Panelde son konuşmayı yapan Ak Parti kurucularından ve Dışişleri eski bakanı Yaşar Yakış, Türkiye'de durumun o kadar çaresiz olmadığını, sadece gelmesi gereken yere geç geleceğini belirterek, özellikle Türkiye'nin Suriye politikası ile ilgili Cumhurbaşkanı Recep Tayip Erdoğan ve eski Cumhurbaşkanı Abdullah Gül ile yaptığı konuşmaları anlattı. Eski Bakan Yakış, 4 ülkeye yayılmış 35 milyonluk bir Kürt nüfusun olduğunu, Kürtlerin Irak'ta bağımsızlığa doğru gittiğini, Suriye'de ise şu anki duruma göre haklarını alacakları gibi bir durumun söz konusu olduğunu belirterek, "Türkiye'nin çıkarı Suriye'li Kürtler ile birlikte çalışmaktır. Kuzey Irak'lı Kürtlerle olan ilişkilerin aynısını Suriye'li Kürtler ile yapmalıyız. Suriye'deki Kürtler bağımsızlık peşinde değil ve haklarını istiyorlar. Bu hem Suriye yönetiminin hem Türkiye'nin politikasına uymaktadır. Geçmişte PYD lideri Salih Müslim'e, 'Esat ile savaş senin yanında oluruz' teklifi yapıldı. Salih Müslim bunu kabul etmedi ve bugün başka bir noktadadır. Türkiye, 16 Nisan Referandumunda, 'Evet' te, 'Hayır' da çıkarsa çıksın Dolmabahçe masasına dönmeli ve o masaya PYD de dahil edilmelidir. 16 Nisan'da sonuç ne olursa olsun Kürt sorunun çözümü için yeniden süreç başlatılmalıdır" diye konutu.

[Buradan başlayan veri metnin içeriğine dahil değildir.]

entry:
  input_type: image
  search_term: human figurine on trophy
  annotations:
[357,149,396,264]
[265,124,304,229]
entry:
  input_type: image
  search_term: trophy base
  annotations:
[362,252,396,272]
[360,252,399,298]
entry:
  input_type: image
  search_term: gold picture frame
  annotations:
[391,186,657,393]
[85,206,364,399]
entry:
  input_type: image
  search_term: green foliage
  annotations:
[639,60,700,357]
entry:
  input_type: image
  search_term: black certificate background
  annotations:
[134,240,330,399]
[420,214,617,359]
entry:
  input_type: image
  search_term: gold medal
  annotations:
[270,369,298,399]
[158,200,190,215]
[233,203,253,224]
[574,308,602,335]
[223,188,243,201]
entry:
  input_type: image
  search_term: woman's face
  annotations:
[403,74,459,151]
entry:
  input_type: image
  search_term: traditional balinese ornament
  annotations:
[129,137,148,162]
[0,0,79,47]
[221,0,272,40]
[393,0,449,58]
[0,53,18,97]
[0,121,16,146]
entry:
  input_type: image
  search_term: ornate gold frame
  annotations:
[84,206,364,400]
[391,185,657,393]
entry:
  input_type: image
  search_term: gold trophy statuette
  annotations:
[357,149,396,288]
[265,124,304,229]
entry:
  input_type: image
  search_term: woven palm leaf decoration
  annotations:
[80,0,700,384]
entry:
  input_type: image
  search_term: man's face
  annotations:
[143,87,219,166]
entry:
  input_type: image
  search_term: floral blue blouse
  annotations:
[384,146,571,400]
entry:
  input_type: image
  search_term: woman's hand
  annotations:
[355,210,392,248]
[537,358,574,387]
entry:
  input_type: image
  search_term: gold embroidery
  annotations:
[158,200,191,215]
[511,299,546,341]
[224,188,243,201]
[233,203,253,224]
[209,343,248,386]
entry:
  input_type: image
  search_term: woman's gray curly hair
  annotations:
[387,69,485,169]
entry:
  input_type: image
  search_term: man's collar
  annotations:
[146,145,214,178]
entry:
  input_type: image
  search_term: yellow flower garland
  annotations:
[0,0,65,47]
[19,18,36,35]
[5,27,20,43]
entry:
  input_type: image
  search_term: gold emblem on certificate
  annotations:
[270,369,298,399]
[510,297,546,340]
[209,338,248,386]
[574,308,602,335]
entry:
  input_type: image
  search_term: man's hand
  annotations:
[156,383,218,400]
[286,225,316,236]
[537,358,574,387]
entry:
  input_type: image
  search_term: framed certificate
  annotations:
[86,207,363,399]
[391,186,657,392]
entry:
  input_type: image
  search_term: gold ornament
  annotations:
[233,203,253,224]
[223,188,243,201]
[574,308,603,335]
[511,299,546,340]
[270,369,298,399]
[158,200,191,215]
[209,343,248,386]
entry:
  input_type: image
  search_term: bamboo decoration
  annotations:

Dışişleri eski Bakanı Yakış, Avrupa ve son olarak Hollanda ile yaşanan krizi değerlendirirken, "Yaşanan olaylar tüm taraflar için üzüntü vericidir. Adına sessiz diplomasi denilen şey böyle zamanlar için lazımdır. Sessiz diplomasi ile sorun çözülmeliydi ve siyasetçi ile polisi karşı karşıya getirmek yanlıştır. Bu iş diplomatlara verilmiş olsaydı onlar sessiz diplomasi ile çözerlerdi ve siyasette gereksiz yere yıpratılmazdı. Türkiye bu sessiz diplomasiyi yapmalıydı" diye konuştu.